Not because they had the best young adult fellowship or a praise band

But because the ministers went out of their way to build relationships with students

And invite them to use their gifts in the life of the congregation.

All of us here know people who are “done” with church

They are in our families, among our friends, and members of this church.

There is no social norm enforcing church attendance;

those of us who are here do so because we have chosen it.

Chosen it over the practice room, the gym, another spiritual discipline, or one leisurely breakfast.

But we don’t have each other striving to be the face of Jesus at the gym or a restaurant.

And without the community of faith repeatedly showing us the face of Jesus,

we wouldn’t recognize him in the hospital or airplane or mall or any of the places we find ourselves.

I can honestly say that Jesus is everywhere for me because the community of faith first embodied him for me.

And you who gather here and are community at St Matthew continue to show Jesus’ face to me

In your honest struggle to embrace change, to love and let go

In your enthusiasm at sharing your considerable gifts in leadership, organization, and generosity.

In your joy in the bonds of community here at the church picnic or ice cream in the Garth,

With the broader community at the blood drive and the 5K,

building relationships in the kitchen over casseroles or on Friday nights at Grace

This is the gift we give to each other by showing up every week,

and by sharing our joys and struggles as we live out this messy thing called Christian love.

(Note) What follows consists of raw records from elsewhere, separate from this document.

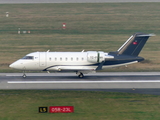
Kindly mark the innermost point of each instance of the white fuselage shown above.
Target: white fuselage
(61, 61)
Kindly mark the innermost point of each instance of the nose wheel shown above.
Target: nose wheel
(80, 75)
(24, 75)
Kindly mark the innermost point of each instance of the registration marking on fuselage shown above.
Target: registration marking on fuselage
(60, 82)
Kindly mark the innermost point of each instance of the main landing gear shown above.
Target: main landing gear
(24, 75)
(80, 74)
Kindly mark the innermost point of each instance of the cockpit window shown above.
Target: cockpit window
(28, 57)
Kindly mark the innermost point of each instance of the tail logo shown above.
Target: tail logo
(135, 43)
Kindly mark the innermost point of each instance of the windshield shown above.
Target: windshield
(28, 57)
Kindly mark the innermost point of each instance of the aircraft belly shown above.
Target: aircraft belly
(117, 65)
(72, 68)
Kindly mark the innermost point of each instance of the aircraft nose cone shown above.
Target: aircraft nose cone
(11, 65)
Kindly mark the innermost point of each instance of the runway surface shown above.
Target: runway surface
(71, 1)
(134, 82)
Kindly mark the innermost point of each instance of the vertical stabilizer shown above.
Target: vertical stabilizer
(134, 44)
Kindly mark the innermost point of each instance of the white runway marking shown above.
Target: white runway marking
(58, 82)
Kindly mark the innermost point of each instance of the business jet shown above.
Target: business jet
(84, 62)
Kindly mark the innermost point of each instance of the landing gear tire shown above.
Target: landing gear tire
(81, 75)
(24, 75)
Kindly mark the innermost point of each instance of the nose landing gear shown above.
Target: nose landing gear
(80, 74)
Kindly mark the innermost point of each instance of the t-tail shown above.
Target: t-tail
(134, 44)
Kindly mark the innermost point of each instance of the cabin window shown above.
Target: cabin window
(28, 58)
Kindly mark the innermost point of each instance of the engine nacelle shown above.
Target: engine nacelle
(95, 56)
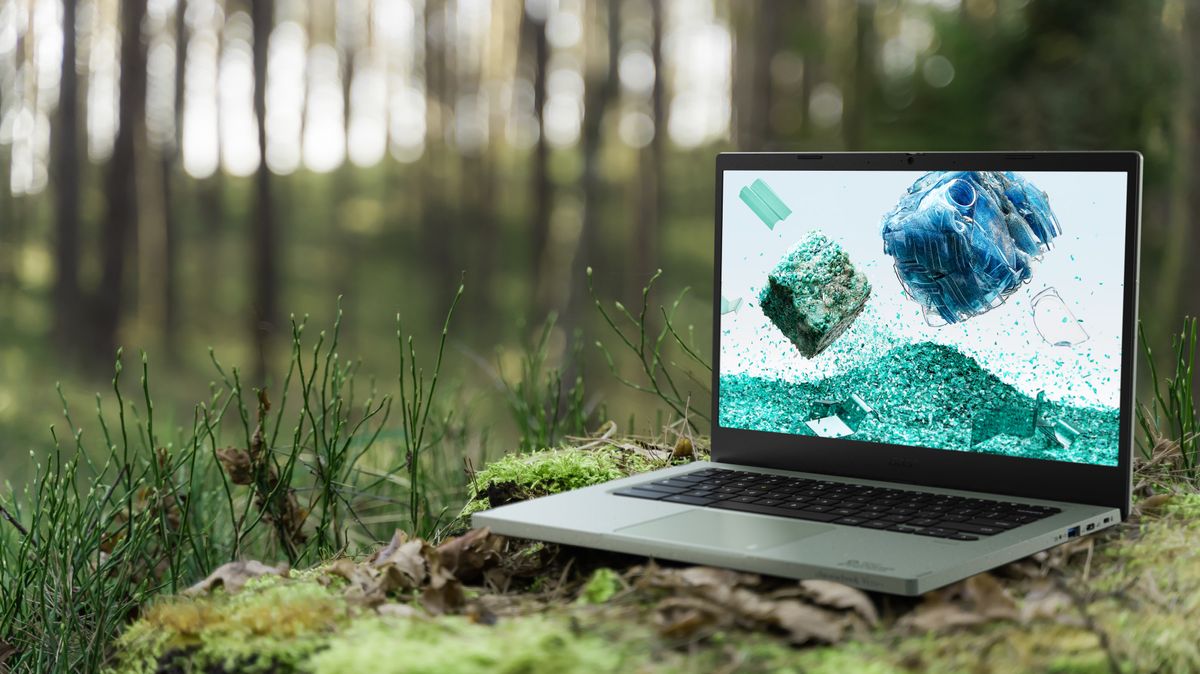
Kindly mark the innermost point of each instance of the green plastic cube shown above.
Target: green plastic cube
(814, 293)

Where else would we go to experience all of this?

If anything, today’s Gospel reminds us that God has given us the power of choice

And that gathering in Jesus’ name is something that we freely choose.

And when rightly considered, it is something to treasure, to invest our time and energy in,

And to invite other people to experience with us.

Today is a point of decision.

Jesus asks us, Do also you wish to depart?

You have the freedom; there is nothing holding you here, no judgment if you go.

But is there something of Jesus’ face that you see here, that you see nowhere else?

Is there nourishment and strength and resilience here that you can witness, tap into, share?

If so, then I invite you to recommit yourself to the spiritual discipline of worship

and meeting Jesus in this community of faith.

I invite you to reinvest yourself in this community, seeking not only what feeds and challenges you,

But also what might meet the needs of those who are still seeking an authentic Christian community.

Together may we, the community of faith at St Matthew, join Peter in saying,

“Lord, to whom can we go? You have the words of eternal life.”

May we continue come to believe and know Jesus in this place, that we may see him

And share him in the world around us.